Je crois que la principale raison est que les personnages ne m'ont pas accroché. Or, dans un roman basé uniquement sur les états d'âmes et la vie quotidienne des personnages et (un peu) sur les relations entre eux, si l'on ne se sent pas "accroché" par ces personnages, on ne risque pas de trouver le moindre intérêt.
Alors bien sûr, on peu aussi parler des pensées philosophiques, de la culture débordante, du style de Muriel Barbery, qui pourraient constituer une autre raison de s'accrocher. Ben non. Pas pour moi, en tout cas.
Mais procédons par ordre : parlons d'abord des personnages. Je ne vais pas rentrer dans le détail, puisque des milliers (des millions ?) de gens savent déjà de quoi ça parle (et en plus, depuis six mois, j'ai oublié pas mal de choses). Mais bon, franchement, la concierge aussi repoussante à l'extérieur que raffinée à l'intérieur, je n'y ai pas cru une seconde. Ce n'est pas que les concierges n'aient pas le droit d'être cultivées, mais si elles le sont, elles peuvent le montrer, personne ne leur en voudra. Sauf peut-être dans les images d'Epinal où l'on se doit de respecter les poncifs. Poncifs que Madame Barbery manie avec talent : le descriptif extérieur, c'est le portrait robot de la concierge que l'on ne voit plus nulle part et le descriptif intérieur, c'est un galimatias culturel caricatural qui confine au snobisme. Le message semble être : si vous voulez vous montrer cultivé, asurez-vous d'abord qu'il n'y a pas plus de huit personnes au monde qui savent de quoi vous parlez.

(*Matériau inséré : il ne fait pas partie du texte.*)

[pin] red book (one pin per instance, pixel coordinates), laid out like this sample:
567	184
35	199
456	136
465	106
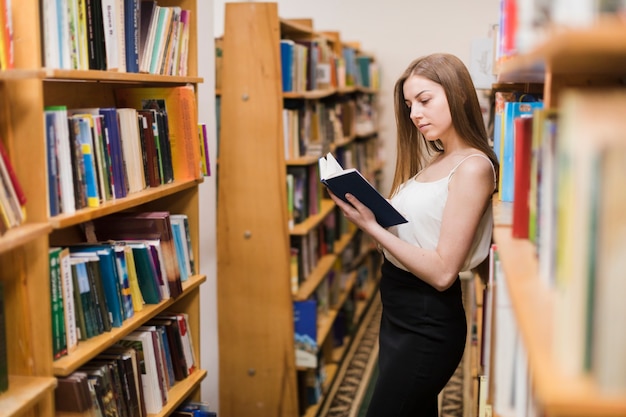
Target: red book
523	127
21	197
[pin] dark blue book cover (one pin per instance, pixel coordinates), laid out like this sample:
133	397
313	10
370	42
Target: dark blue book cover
54	198
341	181
112	134
146	274
286	64
110	279
131	34
305	324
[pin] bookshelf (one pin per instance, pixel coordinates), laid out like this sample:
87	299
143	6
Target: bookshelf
258	370
24	92
582	59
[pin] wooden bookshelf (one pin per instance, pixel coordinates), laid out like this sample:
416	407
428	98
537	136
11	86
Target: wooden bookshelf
24	92
256	319
583	58
590	57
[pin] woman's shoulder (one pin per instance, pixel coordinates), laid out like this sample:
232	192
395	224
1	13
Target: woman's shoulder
475	164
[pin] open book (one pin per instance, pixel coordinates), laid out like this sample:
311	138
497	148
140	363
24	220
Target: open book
341	181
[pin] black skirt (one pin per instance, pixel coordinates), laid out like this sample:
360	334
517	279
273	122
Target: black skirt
421	343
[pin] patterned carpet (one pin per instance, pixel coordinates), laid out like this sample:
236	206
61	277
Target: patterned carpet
348	395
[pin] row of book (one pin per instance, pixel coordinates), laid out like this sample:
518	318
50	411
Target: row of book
523	25
133	377
568	201
12	196
4	359
100	154
310	357
304	189
310	128
134	259
115	35
510	108
7	48
311	64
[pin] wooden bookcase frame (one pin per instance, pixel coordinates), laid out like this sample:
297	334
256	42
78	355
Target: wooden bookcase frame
258	373
24	91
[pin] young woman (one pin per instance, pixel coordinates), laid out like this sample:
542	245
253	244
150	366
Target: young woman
445	176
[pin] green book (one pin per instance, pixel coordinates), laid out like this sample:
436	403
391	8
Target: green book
4	363
59	340
81	324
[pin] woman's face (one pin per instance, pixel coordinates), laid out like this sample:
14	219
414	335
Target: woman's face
430	111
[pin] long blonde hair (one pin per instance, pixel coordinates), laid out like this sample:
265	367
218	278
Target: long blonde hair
448	71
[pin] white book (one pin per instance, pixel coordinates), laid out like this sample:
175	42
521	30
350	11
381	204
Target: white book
69	309
131	148
52	58
143	343
66	179
111	34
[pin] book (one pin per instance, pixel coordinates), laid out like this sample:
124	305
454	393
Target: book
512	110
59	127
59	340
305	327
341	181
142	341
69	308
126	358
608	342
110	279
72	394
125	258
179	103
523	127
4	362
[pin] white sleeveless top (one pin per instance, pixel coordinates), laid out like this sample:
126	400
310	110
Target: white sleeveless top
422	203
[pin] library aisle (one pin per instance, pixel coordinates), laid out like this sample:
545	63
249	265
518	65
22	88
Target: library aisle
353	386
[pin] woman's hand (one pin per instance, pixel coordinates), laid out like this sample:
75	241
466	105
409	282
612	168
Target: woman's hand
356	212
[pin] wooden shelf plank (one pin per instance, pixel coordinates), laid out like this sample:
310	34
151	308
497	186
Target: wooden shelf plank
114	76
20	235
180	392
24	393
302	229
314	279
533	306
600	49
132	200
87	349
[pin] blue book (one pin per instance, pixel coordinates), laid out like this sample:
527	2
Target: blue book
122	271
110	279
54	202
341	181
305	324
113	138
131	34
180	251
146	273
287	63
512	110
83	126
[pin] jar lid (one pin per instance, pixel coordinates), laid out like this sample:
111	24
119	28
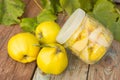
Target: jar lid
70	26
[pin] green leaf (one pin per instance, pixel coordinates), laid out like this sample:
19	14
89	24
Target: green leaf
51	3
70	5
28	24
11	11
46	15
105	12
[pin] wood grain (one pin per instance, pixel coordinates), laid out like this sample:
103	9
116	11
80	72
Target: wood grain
76	70
109	67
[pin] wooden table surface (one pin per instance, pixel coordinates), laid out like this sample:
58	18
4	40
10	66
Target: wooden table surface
107	69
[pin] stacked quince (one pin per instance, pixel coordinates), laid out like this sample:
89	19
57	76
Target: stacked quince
26	47
90	41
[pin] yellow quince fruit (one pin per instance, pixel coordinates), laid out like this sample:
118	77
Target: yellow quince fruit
52	59
21	47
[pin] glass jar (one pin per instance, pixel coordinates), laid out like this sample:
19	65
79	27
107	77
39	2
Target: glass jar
85	37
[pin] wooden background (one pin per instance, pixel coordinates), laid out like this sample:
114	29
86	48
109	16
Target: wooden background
107	69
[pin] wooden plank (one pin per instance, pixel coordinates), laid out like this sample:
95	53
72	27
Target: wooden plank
109	67
10	69
76	70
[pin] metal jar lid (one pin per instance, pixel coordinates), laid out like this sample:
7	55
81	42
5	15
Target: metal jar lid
70	26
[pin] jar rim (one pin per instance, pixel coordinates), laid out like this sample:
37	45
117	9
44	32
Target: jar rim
73	22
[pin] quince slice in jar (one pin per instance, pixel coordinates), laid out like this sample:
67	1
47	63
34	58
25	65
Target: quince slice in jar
84	55
98	52
81	41
90	24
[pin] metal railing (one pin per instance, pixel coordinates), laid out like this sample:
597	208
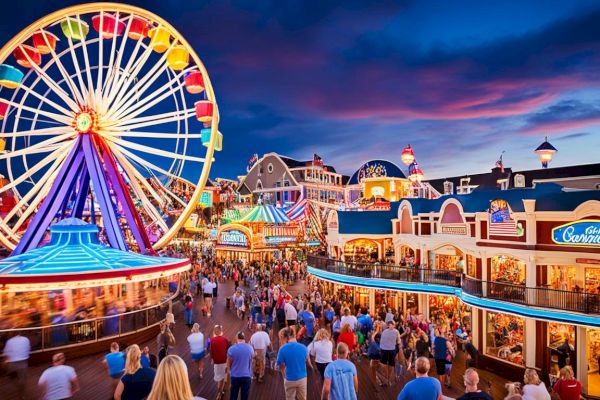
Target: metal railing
575	301
91	330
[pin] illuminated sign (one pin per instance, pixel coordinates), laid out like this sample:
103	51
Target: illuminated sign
206	199
233	238
585	233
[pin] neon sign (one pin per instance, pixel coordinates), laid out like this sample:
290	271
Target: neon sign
233	238
585	233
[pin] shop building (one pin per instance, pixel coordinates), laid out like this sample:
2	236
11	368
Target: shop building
531	262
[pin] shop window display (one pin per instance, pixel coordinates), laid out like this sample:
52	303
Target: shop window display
508	270
562	277
504	338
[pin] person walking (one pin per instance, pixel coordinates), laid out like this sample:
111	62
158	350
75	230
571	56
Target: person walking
197	349
292	359
239	363
534	388
471	380
16	356
390	338
172	381
260	342
59	381
114	362
341	378
423	387
321	348
440	351
567	387
136	382
218	353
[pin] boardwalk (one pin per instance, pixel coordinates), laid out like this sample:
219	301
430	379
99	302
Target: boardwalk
95	384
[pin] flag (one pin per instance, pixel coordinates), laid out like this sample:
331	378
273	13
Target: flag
317	161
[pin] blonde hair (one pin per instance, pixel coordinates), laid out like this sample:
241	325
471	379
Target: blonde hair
171	381
132	364
322	334
566	372
531	377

Bon, d'accord, j'exagère un tout petit peu.
Même impression avec la jeune suicidaire, que j'ai jugée vraiment trop irréelle. Des ado, des pré-ado et même des enfants qui se suicident, ça existe, malheureusement. Mais je les imagine plus aisément poussés par un coup de tête ou, si ce n'est pas le cas, c'est-à-dire s'ils préparent leur acte pendant des mois, je les vois plus torturés, plus noirs, plus démoralisés que cette petite pimbêche suffisante. Le suicide comme acte artistico-philosophico-protestataire c'est peut-être plus le fait de vieux écrivains revenus de tout ou blessés par la perte d'un amour, que de gamine surdouée de 12 ans.
Ensuite, passons à la culture pharaonesque de Dame Barbery. A quoi ça sert ? A part à accrocher le lecteur (pas moi, les autres lecteurs, ceux qui sont cultivés) en disant : "Tu vois, on aime le cinéma japonais tous les deux, donc tu dois lire mon livre, on aime ceci-cela, tu dois lire mon livre, etc".

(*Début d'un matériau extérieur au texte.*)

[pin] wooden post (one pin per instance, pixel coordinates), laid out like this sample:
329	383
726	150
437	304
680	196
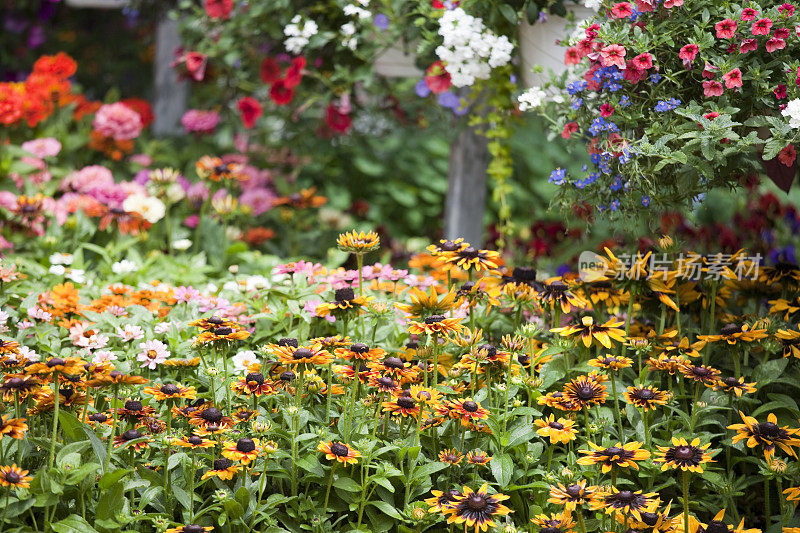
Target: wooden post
170	93
465	204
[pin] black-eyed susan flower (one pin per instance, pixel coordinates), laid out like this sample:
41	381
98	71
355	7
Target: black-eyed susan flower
193	441
435	324
222	468
558	431
404	406
585	392
645	397
767	434
243	450
619	455
476	509
451	457
14	477
571	496
593	334
555	523
171	391
683	455
339	452
13	427
736	386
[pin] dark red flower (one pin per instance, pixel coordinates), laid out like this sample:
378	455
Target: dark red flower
250	110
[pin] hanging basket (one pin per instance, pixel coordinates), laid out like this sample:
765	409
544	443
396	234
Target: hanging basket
538	45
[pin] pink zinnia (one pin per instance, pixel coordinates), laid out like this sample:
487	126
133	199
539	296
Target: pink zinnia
733	78
748	45
761	27
613	54
198	121
42	147
153	354
712	88
118	121
726	29
749	14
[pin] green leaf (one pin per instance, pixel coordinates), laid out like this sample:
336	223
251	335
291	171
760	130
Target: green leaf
73	524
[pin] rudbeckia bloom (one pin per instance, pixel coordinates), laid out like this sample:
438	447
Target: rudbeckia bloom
683	455
223	468
646	398
571	496
617	455
476	509
766	434
339	451
559	431
358	243
14	477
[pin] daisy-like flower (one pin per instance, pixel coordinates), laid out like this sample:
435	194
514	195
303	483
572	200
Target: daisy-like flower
360	351
559	431
736	386
555	523
13	427
339	451
767	434
622	456
593	334
476	509
610	362
193	441
14	477
646	398
452	457
585	392
243	450
478	457
467	410
171	391
223	468
622	501
152	354
683	455
571	496
435	324
132	435
402	406
557	293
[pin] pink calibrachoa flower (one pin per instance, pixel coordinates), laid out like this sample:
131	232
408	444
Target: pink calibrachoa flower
613	54
733	78
712	88
118	121
775	44
761	27
749	14
43	147
748	45
622	10
726	29
153	354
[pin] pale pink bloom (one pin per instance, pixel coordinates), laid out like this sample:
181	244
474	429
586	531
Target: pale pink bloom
42	147
118	121
130	332
153	353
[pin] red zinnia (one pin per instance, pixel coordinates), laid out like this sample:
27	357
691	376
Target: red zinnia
270	71
295	72
218	9
280	93
437	78
250	110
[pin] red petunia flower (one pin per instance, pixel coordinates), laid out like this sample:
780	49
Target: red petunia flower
250	110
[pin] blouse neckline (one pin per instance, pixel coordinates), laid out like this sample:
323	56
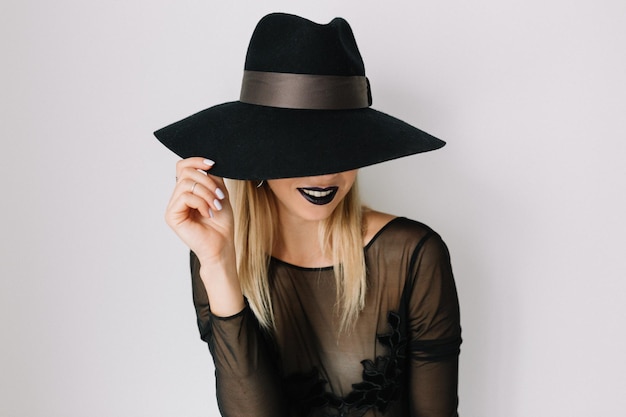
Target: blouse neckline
330	268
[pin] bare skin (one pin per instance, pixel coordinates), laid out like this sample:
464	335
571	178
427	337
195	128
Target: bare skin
200	213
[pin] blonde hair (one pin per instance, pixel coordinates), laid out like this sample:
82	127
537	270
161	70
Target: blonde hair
341	235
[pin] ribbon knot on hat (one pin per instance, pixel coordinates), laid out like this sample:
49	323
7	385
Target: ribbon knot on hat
303	109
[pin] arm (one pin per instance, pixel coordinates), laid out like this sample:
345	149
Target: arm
200	214
246	377
435	332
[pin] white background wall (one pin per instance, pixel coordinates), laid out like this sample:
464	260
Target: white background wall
95	311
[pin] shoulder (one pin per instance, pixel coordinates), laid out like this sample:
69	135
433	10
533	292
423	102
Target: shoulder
383	228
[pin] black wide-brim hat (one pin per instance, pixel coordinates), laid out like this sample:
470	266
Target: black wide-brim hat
303	110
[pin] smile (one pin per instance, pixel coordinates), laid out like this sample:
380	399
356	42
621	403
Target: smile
319	196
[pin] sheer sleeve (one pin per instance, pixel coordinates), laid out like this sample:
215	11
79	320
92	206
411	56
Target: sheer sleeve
435	332
245	371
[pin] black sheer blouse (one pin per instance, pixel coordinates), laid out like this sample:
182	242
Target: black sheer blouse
400	359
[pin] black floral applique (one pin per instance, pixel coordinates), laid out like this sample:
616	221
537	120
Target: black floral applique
382	382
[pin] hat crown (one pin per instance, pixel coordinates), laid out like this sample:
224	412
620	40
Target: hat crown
291	44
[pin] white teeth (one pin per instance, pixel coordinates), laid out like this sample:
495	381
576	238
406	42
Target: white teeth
317	194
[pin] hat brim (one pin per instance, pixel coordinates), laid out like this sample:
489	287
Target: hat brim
252	142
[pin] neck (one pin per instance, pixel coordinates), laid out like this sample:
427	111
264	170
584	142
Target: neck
298	244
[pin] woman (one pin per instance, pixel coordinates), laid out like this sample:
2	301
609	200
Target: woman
310	304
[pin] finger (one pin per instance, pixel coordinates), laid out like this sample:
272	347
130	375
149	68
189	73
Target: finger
203	164
203	186
213	183
210	195
180	208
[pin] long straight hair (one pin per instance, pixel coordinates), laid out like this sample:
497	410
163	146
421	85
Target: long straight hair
340	236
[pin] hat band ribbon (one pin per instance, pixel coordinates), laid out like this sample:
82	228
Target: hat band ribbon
305	91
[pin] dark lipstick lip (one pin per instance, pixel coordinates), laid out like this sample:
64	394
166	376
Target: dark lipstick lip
319	201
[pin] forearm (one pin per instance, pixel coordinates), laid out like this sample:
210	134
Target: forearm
219	276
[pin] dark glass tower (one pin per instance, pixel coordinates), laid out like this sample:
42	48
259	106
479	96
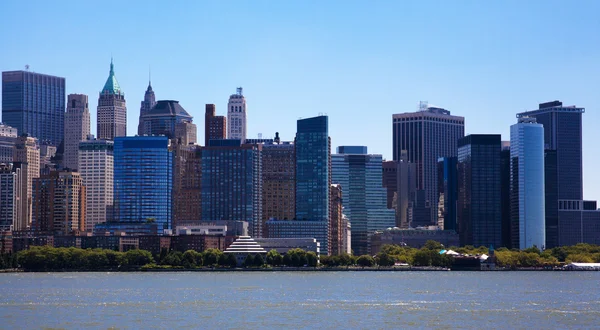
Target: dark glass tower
34	104
479	188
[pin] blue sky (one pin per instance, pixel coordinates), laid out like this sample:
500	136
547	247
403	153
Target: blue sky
357	61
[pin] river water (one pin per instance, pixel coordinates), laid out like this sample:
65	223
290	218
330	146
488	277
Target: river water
324	300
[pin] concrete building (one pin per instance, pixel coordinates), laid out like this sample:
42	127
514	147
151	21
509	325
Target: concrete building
232	183
112	109
528	224
215	127
59	203
479	190
96	166
364	198
236	116
34	104
77	122
426	135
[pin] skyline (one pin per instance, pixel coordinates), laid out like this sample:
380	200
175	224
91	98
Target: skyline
299	59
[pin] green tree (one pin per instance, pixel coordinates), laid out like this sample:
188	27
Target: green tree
365	261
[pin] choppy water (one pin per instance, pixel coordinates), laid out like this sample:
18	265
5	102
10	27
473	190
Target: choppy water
329	300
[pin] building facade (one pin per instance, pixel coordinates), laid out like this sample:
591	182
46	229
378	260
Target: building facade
112	109
479	190
528	224
34	104
365	199
236	116
77	122
143	180
96	166
426	135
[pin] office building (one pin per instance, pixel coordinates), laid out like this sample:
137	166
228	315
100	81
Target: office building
232	183
313	177
426	135
215	127
59	203
528	226
34	104
479	190
364	198
112	109
146	105
96	166
163	118
447	193
143	180
236	116
77	122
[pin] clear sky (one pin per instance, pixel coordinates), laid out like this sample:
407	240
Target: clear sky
356	61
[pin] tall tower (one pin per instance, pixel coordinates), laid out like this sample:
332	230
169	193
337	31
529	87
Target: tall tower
77	121
147	104
426	135
236	116
112	111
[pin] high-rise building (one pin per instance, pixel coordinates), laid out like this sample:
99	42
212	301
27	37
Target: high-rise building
365	199
528	226
147	104
236	116
59	203
448	193
143	180
163	118
426	135
479	187
313	176
215	127
232	183
279	178
77	122
96	166
34	104
187	183
27	151
563	133
112	109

En fait, j'écris "ceci-cela" parce que je ne me souviens pas trop des sources d'émotions de Renée la concierge. Parce que ça ne m'intéresse pas. Pour moi, ça ressemble ni plus ni moins à ce que l'on nomme le "name dropping" : l'auteur jette des noms comme des bouées auquel le lecteur peut se raccrocher pour avoir l'impression d'être dans un monde qu'il connait (et s'il ne connait pas, il est impressionné, se sent tout petit et continue sa lecture à genoux devant une photo de Muriel Barbery posée sur sa table de nuit, avec des cierges autour et de l'encens japonais qui emplit la pièce). Si l'on revient au cas du lecteur cultivé, cet étalage de références littéraires, cinématographiques et philosophiques est censé créer une empathie, une communion d'esprit entre les deux acteurs du livre (celui qui l'écrit et celui qui le lit).

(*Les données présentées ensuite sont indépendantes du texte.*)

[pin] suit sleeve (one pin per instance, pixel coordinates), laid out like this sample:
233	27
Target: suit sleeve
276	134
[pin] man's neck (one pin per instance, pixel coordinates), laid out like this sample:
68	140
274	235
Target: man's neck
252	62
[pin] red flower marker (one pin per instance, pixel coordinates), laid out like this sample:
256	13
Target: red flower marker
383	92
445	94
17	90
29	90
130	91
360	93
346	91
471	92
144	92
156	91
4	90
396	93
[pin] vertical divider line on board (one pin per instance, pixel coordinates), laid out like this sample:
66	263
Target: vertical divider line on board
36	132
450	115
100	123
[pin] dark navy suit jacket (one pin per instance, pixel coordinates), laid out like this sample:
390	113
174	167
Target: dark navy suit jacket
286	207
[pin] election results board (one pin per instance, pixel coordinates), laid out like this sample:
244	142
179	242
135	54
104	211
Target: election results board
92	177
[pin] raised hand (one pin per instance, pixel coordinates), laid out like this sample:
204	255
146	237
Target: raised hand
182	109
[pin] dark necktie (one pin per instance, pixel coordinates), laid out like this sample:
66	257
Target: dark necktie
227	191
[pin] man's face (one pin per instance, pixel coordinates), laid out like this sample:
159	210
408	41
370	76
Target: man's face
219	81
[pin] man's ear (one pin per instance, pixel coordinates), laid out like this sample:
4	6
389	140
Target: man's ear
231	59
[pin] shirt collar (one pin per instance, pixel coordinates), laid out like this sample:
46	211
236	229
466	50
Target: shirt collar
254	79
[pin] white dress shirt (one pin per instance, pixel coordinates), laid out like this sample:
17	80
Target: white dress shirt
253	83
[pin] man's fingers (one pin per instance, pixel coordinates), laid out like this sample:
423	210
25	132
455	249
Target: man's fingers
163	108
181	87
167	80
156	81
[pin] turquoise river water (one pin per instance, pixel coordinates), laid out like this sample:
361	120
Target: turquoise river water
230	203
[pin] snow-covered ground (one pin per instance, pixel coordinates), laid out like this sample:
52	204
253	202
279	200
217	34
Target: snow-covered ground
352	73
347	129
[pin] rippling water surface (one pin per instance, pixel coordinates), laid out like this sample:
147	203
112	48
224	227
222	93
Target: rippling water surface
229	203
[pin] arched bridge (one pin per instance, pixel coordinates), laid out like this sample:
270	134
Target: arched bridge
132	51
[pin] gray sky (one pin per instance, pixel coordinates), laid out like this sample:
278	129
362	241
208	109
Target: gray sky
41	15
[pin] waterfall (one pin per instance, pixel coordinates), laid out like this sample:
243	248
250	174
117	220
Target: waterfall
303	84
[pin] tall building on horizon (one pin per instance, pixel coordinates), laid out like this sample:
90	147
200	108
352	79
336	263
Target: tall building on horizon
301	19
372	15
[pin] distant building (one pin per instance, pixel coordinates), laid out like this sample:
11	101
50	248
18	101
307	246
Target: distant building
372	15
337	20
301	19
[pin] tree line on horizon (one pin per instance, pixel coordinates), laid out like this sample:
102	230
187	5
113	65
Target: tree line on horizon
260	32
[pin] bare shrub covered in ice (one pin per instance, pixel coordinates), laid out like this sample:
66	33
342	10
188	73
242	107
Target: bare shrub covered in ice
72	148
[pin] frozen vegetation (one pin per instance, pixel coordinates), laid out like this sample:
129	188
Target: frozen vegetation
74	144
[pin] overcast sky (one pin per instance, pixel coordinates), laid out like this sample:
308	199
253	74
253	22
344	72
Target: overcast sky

A y bien réfléchir, Anna Gavalda fait la même chose, sauf que c'est avec des marques de chaussures. Et, en plus, je suis allé jusqu'au bout de son roman "Ensemble, c'est tout". Camille, sa femme de ménage portée sur les dessins à l'encre de chine et l'alcool était bien plus réaliste. Et surtout, on comprend assez rapidement la raison qui faisait qu'elle récurait les chiottes et se retenait de dessiner. Et ça paraît beaucoup plus réaliste. Bon, bien sûr, je subodore qu'à la page 357 du Hérisson, on a la révélation et que l'on saisisse alors les motivations profondes de la Renée. Peut-être. Mais je ne lirai jamais la page 357. Adieu le Hérisson.